Girls soccer referee gets close to the action.

Referee numbers have been steadily declining in the past decade throughout the country for high school sports. 

The pandemic has only escalated this problem. Due to COVID-19, less and less referees have been signing up to officiate. Wilsonville High School athletics has felt the consequences of this shortage.

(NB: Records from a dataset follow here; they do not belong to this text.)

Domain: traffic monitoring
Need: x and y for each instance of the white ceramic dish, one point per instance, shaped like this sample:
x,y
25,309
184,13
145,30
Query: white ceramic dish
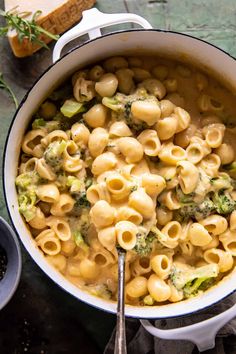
x,y
146,40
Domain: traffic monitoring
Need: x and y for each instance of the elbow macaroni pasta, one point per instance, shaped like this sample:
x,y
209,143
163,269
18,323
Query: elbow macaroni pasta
x,y
139,157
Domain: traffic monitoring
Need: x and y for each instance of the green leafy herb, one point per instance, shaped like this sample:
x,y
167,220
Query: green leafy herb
x,y
25,28
6,87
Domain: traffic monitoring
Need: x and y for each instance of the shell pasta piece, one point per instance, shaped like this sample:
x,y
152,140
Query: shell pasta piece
x,y
134,152
48,242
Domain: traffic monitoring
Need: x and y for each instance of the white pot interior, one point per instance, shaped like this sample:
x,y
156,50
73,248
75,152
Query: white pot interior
x,y
143,41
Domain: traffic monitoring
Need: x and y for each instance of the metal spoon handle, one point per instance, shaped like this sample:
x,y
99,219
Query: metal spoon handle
x,y
120,341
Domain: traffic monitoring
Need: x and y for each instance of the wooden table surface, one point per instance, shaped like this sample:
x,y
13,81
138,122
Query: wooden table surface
x,y
41,318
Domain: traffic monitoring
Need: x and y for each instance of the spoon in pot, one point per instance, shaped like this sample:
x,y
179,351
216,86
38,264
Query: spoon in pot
x,y
120,341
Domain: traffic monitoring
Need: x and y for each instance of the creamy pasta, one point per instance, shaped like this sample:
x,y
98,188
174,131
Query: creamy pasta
x,y
138,153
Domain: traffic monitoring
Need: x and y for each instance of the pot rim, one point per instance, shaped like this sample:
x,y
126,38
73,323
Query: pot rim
x,y
99,307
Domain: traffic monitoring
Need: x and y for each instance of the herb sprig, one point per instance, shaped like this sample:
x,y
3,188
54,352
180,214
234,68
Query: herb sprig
x,y
26,29
6,87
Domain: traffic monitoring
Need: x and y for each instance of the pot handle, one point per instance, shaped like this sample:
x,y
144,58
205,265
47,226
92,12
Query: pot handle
x,y
92,21
202,334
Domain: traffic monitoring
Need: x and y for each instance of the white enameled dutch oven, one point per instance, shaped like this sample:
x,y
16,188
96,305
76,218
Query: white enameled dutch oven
x,y
145,40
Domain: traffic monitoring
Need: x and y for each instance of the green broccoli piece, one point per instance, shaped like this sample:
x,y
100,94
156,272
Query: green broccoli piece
x,y
27,203
184,199
223,202
79,240
195,211
38,123
144,243
193,280
72,107
122,104
81,200
53,154
221,182
23,181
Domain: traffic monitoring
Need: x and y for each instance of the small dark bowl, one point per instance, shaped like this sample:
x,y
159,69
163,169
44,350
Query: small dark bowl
x,y
9,242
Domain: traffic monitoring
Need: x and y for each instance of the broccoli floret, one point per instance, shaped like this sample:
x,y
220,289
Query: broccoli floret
x,y
79,240
81,200
193,280
100,290
184,199
195,211
144,243
27,203
122,104
53,154
72,107
38,123
223,202
28,181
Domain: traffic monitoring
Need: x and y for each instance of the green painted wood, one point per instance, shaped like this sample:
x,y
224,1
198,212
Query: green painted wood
x,y
212,20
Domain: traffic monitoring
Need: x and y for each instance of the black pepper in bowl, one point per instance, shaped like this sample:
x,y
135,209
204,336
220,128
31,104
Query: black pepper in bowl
x,y
3,262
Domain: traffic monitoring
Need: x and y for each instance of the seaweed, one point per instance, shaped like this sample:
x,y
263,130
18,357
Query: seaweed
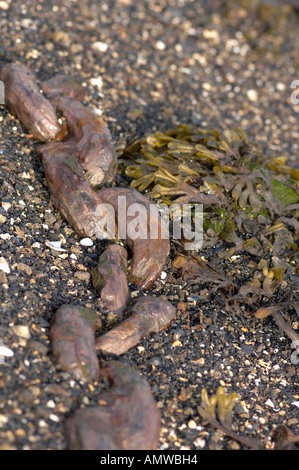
x,y
250,202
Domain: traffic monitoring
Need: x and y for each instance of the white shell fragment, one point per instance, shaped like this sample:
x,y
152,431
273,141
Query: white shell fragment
x,y
4,266
5,351
86,242
55,245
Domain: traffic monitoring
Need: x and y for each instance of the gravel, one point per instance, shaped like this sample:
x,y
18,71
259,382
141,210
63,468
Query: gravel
x,y
146,66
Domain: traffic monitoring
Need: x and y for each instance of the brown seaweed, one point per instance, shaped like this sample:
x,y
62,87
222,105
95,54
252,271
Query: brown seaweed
x,y
70,192
73,345
147,315
110,279
148,253
127,417
93,141
24,99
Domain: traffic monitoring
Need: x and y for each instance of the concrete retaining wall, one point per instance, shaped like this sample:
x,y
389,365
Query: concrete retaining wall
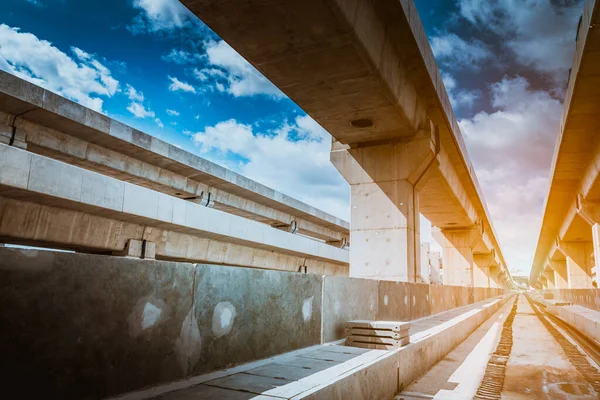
x,y
589,298
84,326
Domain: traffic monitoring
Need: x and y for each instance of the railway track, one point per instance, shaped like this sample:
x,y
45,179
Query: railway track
x,y
577,355
493,381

Many games from all sports, including soccer and football, have had to reschedule to a different date or play with fewer referees than usual. 

Jasmine Brown, sophomore goalie on varsity, says “it leaves us sometimes questioning the accuracy of the game because only a couple of people are trying to watch and officiate the whole field.” Sophomore Avery Devincenzi on the JV soccer team feels the same as Brown. Devincenzi adds “The inconsistency of the game schedule and the miscommunication between referees confuses us athletes and the coaches.” 

Assistant Principal and Athletic Director at Wilsonville High School, Dennis Burke says that they were fortunate as a league to make the rescheduling of games work early in the season. Burke also gives credit to the commissioners for making this all work. While Burke believes he has gotten pretty lucky so far with the ease of rescheduling and finding referees, he wonders due to the vaccine requirement put in place on October 18th, if this will affect the shortage even more. “there is a big push in finding ways to recruit and attain officials due to COVID-19 and the treatment they receive from adults and viewers during games.” says Burke. 

The national referee shortage has majorly affected fall sports and is leaving many people wondering how it will affect winter sports.

There is a big push in finding ways to recruit and attain officials due to COVID-19 as well as the treatment they receive from adults and viewers during games.”